The subject of solarplate came up, and as I am participating in a collaborative printmaking project with faculty/students from several colleges with solarplate as a basis, I thought I would add a couple things to the discussion. The group will end up with a collaborative portfolio, some drawing directly on the plates, some combining photographic and drawing processes, some using the film stuff Z'Acryl (that and Imagon I know nothing about), some not doing solarplate at all.
I am testing several methods of negatives for this process. The first two dispense with the double exposure/aquatint screen, and are lower tech ways of teaching solarplate to those not digitally savvy.
One is a simple bitmap--input 600/output 600, black ink only. That works very well for detailed imagery, as it incorporates a dot pattern into the image that ends up not being perceptible in the final image. However, the printer you use to make your negs really determines exposure time. For instance, the Epson 2400 blacks are not very dense, but the Epson 3000 and Epson 2200 are. And, if there are areas of large darks in the image, they will still open bite.
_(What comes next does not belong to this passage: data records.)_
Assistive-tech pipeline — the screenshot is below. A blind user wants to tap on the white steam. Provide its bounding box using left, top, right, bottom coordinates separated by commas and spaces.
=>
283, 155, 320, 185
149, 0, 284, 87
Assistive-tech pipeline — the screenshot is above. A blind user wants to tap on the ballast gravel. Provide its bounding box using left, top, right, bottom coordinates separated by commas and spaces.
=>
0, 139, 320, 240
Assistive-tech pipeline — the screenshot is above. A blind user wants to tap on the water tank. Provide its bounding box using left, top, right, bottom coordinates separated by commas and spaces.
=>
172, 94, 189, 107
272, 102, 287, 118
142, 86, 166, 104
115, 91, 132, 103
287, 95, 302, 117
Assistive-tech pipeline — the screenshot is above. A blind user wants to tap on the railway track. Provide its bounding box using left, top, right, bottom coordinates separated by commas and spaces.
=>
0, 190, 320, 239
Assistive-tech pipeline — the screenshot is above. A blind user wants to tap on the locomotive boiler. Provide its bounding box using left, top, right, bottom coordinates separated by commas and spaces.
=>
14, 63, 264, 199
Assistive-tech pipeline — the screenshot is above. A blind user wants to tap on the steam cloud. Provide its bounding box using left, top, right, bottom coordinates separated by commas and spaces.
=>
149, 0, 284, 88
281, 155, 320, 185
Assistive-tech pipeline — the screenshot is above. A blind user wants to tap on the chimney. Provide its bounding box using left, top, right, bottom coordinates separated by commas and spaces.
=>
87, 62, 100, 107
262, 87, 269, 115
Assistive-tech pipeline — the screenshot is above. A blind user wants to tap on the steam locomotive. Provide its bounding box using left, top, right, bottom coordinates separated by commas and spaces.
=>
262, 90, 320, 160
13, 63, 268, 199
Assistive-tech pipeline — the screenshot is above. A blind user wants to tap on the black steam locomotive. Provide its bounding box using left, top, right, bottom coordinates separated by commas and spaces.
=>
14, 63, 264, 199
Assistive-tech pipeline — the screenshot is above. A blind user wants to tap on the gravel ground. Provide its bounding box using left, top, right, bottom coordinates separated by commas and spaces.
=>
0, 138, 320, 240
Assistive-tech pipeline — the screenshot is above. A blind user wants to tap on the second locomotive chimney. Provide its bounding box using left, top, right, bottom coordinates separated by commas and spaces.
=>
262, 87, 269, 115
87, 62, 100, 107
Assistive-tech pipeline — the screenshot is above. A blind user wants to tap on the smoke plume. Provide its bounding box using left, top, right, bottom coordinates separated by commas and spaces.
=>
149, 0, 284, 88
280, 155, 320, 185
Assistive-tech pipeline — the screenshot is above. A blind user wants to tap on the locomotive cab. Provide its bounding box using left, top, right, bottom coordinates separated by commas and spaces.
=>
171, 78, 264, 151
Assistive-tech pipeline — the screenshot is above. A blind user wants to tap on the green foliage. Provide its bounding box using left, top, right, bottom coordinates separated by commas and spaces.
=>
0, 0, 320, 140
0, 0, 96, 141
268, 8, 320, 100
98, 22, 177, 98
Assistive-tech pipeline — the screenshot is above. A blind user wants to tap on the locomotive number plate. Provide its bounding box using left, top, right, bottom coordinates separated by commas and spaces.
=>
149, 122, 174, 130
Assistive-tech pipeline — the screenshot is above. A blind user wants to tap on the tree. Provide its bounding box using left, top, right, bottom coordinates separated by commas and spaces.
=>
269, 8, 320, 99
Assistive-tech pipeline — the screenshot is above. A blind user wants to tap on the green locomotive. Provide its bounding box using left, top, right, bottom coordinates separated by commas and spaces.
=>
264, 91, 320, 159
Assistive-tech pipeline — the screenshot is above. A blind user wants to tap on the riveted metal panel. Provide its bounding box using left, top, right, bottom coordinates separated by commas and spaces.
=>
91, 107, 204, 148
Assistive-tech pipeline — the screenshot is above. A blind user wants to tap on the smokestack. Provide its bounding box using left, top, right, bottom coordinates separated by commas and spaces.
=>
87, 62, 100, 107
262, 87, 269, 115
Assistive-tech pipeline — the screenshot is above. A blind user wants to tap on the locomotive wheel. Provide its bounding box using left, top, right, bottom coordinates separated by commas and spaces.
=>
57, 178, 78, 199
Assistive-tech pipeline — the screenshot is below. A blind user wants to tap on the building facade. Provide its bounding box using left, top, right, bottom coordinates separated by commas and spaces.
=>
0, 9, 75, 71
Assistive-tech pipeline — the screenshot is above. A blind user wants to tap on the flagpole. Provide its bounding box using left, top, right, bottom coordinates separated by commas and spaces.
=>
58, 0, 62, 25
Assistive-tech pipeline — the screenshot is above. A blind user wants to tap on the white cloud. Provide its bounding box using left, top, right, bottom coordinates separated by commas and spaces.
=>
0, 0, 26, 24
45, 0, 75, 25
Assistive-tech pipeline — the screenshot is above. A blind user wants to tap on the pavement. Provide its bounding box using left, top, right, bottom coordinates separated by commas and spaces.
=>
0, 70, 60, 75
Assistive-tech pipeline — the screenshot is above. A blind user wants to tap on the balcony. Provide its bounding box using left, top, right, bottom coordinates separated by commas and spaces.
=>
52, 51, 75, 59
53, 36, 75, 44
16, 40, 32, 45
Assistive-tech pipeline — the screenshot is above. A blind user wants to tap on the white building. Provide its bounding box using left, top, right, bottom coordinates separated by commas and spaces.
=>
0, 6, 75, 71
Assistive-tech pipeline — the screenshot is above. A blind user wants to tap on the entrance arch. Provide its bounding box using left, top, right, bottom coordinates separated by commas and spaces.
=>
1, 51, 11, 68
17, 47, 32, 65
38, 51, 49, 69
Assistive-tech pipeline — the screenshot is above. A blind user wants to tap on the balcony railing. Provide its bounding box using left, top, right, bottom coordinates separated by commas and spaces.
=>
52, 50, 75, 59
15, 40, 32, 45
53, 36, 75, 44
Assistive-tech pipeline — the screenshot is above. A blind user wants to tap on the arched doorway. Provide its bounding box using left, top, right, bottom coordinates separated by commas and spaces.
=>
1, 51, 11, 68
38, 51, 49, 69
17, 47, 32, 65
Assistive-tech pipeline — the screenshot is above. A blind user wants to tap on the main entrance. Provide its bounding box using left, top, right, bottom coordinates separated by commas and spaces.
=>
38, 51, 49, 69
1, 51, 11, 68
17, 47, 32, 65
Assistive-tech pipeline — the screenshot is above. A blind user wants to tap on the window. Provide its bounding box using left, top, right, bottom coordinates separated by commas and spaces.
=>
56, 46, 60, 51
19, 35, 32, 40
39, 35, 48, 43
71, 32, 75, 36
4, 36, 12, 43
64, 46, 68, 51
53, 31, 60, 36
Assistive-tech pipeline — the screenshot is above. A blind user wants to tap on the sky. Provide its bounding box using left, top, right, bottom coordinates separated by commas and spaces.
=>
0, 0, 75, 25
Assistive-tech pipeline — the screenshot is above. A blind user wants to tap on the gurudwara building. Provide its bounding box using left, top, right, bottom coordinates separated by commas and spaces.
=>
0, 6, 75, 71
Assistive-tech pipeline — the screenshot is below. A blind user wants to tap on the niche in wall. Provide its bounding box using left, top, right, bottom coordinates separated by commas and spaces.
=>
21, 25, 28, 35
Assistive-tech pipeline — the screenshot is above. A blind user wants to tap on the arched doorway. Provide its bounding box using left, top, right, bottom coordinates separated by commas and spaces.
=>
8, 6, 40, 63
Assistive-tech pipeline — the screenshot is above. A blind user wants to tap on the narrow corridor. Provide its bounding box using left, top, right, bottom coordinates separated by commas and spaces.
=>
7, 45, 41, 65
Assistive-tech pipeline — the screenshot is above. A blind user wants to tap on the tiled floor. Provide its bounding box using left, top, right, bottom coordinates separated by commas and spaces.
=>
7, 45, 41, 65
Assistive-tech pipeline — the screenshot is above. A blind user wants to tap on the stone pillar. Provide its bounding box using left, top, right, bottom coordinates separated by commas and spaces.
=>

Solarplate has two major problems, open bite, and mottledness.
Second, is the Henrik Boegh method of making your image a halftone--you first lower the tonal range of the image with a curve, by pulling down the top right of the diagonal curve line so that input is is 100 output is 80, then under your print with preview screen adding a halftone screen at 65 lpm/45 angle/diamond. This works surprisingly well, but of course you are clipping tones with the way of handling the curve. There, too, was open bite in larger areas of dark, so for a really dark image like, for instance, Flor Garduno (sp?) does, it might not be the best.
Third, the most accurate and professional way of handling solarplates but one that requires more digital savviness: I am biting the bullet and using the aquatint screen exposure/negative exposure--doing the double exposure technique. I know there is a way to create a stochastic aquatint screen in computer if anyone can share it, but I bought the thing--not cheap. So now I am working at calibrating exposure times with the screen and then the negative, and then after I get that proportion figured out (solarplates under UVBL are about 10 minutes total exposure and the aquatint screen can be up to 1/3 or 1/2 that) I will then calibrate a custom curve using the Precision Digital Negatives system and colorized negs. On this one, no open bite.
I will highly recommend two books, the Heinrik Boegh Handbook of NonToxic Intaglio and Welden's Printmaking in the Sun. Both are must-haves. The Keith Howard books are also good, but I find myself referring to Boegh's the most. Second, buying the plates directly from Dan Welden is pretty darn cheap, aside from the fact he is so nice and helpful.
Hope this helps whoever it was many emails ago who asked questions on solarplate!